Is there really no AI in it?

Really. No layout generation, no suggestions, no assistant. Track geometry comes from Kato’s published dimensions, snapping is deterministic, and every plan is the result of your decisions, not a model’s.

Is it a subscription?

No. RailMind is free to build with up to 10 pieces, and one in-app purchase of $29.99 lifts the limit forever. That unlock is the only purchase in the app — no subscription, no ads, no unlock packs, no per-piece fees, ever. It restores on every iPad signed in to your Apple Account. The app you buy is the app you own.

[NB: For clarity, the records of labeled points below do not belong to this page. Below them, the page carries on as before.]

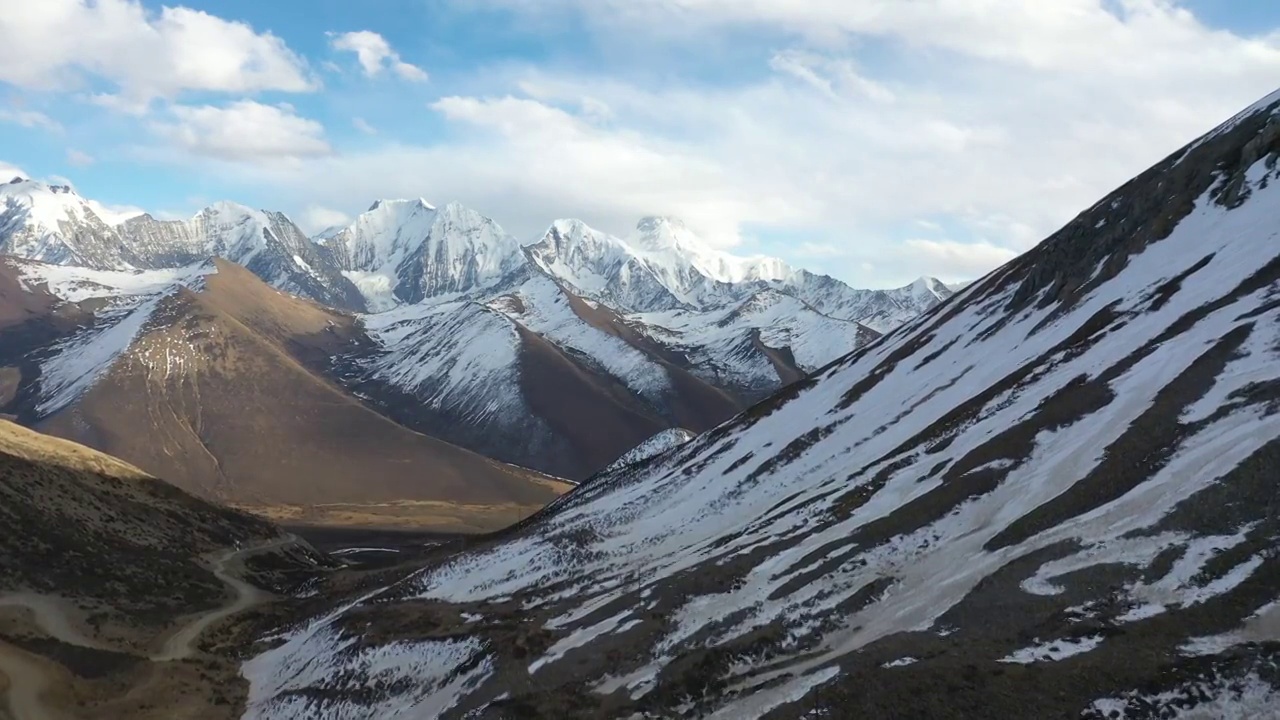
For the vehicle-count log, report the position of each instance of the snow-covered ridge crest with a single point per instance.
(1082, 446)
(128, 302)
(403, 251)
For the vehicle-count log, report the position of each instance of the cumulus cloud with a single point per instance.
(60, 44)
(981, 127)
(375, 54)
(1001, 118)
(30, 119)
(78, 158)
(243, 131)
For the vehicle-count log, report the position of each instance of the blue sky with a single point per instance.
(874, 140)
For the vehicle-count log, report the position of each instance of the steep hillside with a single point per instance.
(472, 338)
(209, 377)
(88, 527)
(1051, 497)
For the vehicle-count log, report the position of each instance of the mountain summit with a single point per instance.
(1052, 496)
(467, 336)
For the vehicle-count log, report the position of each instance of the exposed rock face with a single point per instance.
(213, 379)
(474, 338)
(1054, 495)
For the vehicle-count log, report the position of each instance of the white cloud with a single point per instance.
(951, 260)
(245, 131)
(8, 172)
(1001, 118)
(316, 218)
(30, 119)
(58, 44)
(375, 54)
(981, 126)
(78, 158)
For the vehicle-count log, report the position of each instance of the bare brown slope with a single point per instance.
(693, 402)
(592, 413)
(210, 397)
(81, 524)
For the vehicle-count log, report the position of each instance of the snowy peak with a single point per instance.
(408, 250)
(54, 224)
(671, 241)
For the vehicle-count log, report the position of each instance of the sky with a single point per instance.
(872, 140)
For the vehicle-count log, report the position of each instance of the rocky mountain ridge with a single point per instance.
(1051, 497)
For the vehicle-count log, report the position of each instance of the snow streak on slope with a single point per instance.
(407, 250)
(542, 306)
(1068, 425)
(455, 356)
(666, 441)
(723, 343)
(53, 224)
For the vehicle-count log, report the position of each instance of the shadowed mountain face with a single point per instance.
(209, 378)
(85, 525)
(557, 356)
(1052, 496)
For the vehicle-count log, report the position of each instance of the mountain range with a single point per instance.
(1052, 496)
(557, 355)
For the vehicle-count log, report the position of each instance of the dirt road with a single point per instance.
(30, 675)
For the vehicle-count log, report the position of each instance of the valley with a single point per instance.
(414, 466)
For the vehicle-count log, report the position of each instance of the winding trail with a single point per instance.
(31, 675)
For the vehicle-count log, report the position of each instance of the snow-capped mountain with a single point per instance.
(1055, 496)
(663, 265)
(408, 251)
(208, 376)
(476, 340)
(54, 224)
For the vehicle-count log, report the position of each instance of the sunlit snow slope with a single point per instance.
(1052, 497)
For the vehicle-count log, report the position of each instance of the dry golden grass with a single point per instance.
(48, 450)
(434, 516)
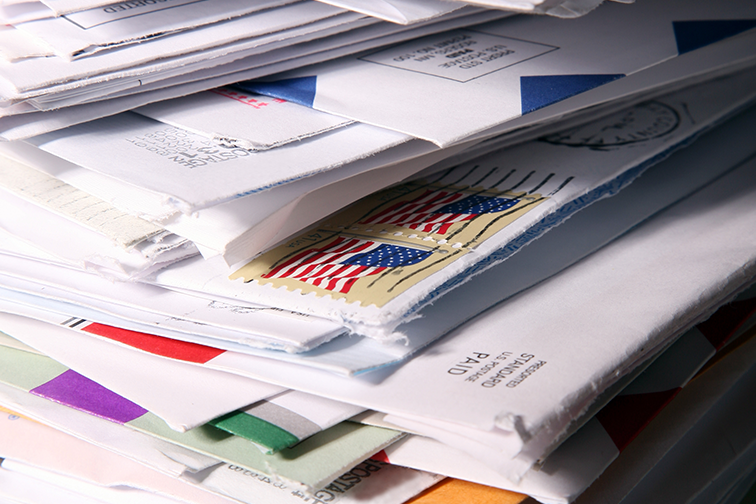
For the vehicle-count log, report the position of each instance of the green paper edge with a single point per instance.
(257, 430)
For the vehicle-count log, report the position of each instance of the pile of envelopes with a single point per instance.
(367, 252)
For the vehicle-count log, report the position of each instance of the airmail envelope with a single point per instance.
(446, 87)
(531, 365)
(378, 261)
(660, 186)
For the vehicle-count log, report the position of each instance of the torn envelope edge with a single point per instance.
(412, 77)
(659, 381)
(576, 464)
(277, 60)
(234, 118)
(657, 188)
(196, 173)
(541, 421)
(87, 249)
(367, 318)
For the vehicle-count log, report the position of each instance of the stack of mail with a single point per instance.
(337, 251)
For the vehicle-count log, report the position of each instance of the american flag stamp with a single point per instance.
(387, 242)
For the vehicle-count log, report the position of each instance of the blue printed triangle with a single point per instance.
(692, 35)
(300, 90)
(539, 91)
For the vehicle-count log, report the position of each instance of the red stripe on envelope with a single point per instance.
(166, 347)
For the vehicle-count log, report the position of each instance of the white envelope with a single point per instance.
(87, 32)
(481, 377)
(17, 45)
(598, 224)
(398, 11)
(37, 77)
(578, 462)
(558, 8)
(507, 68)
(304, 50)
(243, 227)
(239, 119)
(85, 248)
(437, 250)
(65, 292)
(190, 172)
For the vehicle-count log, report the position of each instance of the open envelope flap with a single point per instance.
(377, 262)
(498, 370)
(500, 70)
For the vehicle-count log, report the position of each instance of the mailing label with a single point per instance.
(389, 241)
(459, 55)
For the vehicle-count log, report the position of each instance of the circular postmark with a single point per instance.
(640, 123)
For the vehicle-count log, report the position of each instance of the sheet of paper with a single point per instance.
(85, 248)
(241, 228)
(663, 267)
(162, 455)
(22, 488)
(677, 431)
(145, 308)
(87, 32)
(569, 470)
(301, 51)
(32, 443)
(398, 11)
(286, 419)
(125, 230)
(17, 45)
(61, 7)
(240, 119)
(598, 224)
(559, 8)
(192, 172)
(506, 68)
(311, 464)
(86, 490)
(371, 480)
(441, 230)
(34, 77)
(183, 396)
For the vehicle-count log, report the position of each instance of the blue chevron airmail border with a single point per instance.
(300, 90)
(692, 35)
(538, 91)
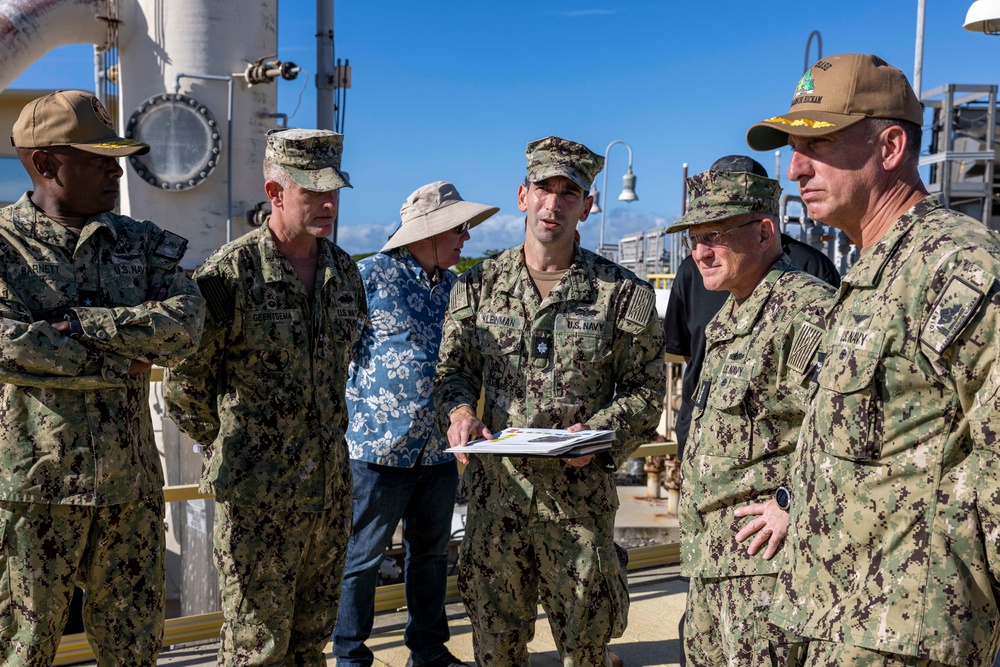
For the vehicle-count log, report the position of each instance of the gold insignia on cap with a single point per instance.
(801, 122)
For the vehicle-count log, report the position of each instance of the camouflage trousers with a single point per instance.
(280, 573)
(833, 654)
(114, 553)
(726, 624)
(507, 564)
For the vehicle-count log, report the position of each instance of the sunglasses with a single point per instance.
(712, 238)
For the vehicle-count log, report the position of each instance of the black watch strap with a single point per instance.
(75, 328)
(783, 497)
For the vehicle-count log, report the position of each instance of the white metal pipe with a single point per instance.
(229, 140)
(918, 51)
(31, 28)
(324, 65)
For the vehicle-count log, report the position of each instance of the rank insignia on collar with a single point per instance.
(541, 346)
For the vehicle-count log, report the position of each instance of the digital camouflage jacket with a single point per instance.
(749, 405)
(74, 426)
(590, 352)
(264, 393)
(886, 546)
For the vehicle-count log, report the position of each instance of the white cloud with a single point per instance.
(357, 239)
(499, 232)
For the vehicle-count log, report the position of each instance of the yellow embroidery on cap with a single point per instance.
(117, 143)
(802, 121)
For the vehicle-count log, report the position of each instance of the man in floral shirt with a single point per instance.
(400, 470)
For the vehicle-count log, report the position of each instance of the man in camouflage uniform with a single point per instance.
(264, 395)
(557, 337)
(748, 408)
(888, 557)
(89, 299)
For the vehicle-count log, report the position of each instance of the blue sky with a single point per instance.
(453, 90)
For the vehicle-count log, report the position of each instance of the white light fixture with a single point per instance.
(983, 16)
(628, 185)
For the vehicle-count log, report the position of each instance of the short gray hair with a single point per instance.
(914, 134)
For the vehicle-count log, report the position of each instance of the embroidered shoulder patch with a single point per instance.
(804, 346)
(459, 297)
(639, 309)
(956, 305)
(170, 245)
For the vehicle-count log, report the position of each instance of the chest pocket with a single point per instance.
(849, 398)
(270, 330)
(48, 289)
(126, 290)
(724, 427)
(583, 347)
(499, 334)
(342, 329)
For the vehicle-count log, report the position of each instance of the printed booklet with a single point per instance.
(540, 442)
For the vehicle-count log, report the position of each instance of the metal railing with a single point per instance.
(200, 627)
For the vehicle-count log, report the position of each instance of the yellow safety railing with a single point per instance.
(660, 280)
(186, 629)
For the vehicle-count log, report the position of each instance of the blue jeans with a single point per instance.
(424, 498)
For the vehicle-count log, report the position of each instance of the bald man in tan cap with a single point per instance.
(89, 299)
(893, 534)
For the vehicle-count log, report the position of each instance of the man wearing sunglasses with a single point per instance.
(691, 307)
(555, 337)
(748, 408)
(400, 470)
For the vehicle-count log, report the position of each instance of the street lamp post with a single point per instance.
(628, 187)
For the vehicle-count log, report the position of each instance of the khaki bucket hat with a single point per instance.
(432, 209)
(71, 118)
(835, 93)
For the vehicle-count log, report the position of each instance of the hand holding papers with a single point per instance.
(540, 442)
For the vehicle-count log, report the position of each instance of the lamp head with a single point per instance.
(628, 187)
(983, 16)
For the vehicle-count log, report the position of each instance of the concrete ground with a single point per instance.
(651, 640)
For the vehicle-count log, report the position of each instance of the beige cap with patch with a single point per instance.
(71, 118)
(837, 92)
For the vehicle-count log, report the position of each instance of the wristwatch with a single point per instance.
(75, 328)
(783, 497)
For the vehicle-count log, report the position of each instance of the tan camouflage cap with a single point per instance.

What do I actually get for free?

All of it, up to 10 pieces: the full Kato catalog in N and HO, real snapping, close-the-loop, the priced parts list, inventory and RailModeller import, 3D, and all twelve example layouts. Nothing is watermarked or withheld — the only limit is how many pieces a plan can hold. Opening an example bigger than 10 pieces works fine; you just can’t grow it until you unlock.

Which track does it support?

Kato Unitrack, in both N and HO scale. In N: straights, curves, #4 and #6 turnouts, crossings, the 20-210 double crossover, bridges, viaducts and the electric turntable. In HO: straights, curves, turnouts and the 90° crossing — Kato’s full HO Unitrack range. Support is deep rather than broad — one system’s geometry, done exactly.

Can I bring in existing plans or my inventory?

Yes. RailMind opens RailModeller .layout files directly, and imports stock CSVs from Kato or RailModeller inventories so your parts list shows only what you still need to buy.

What do I need to run it?

An iPad running iPadOS 18 or later. Nothing else — no account, no companion hardware, no connection.

Will it drive my trains?

No — planning and driving are different jobs. Our sibling app RailThrottle drives real DCC trains through JMRI.

If it connects on screen, it connects on the table.

RailMind for iPad. Requires iPadOS 18 or later. No account, no tracking, no AI — every plan you draw is buildable as drawn. Free to try up to 10 pieces.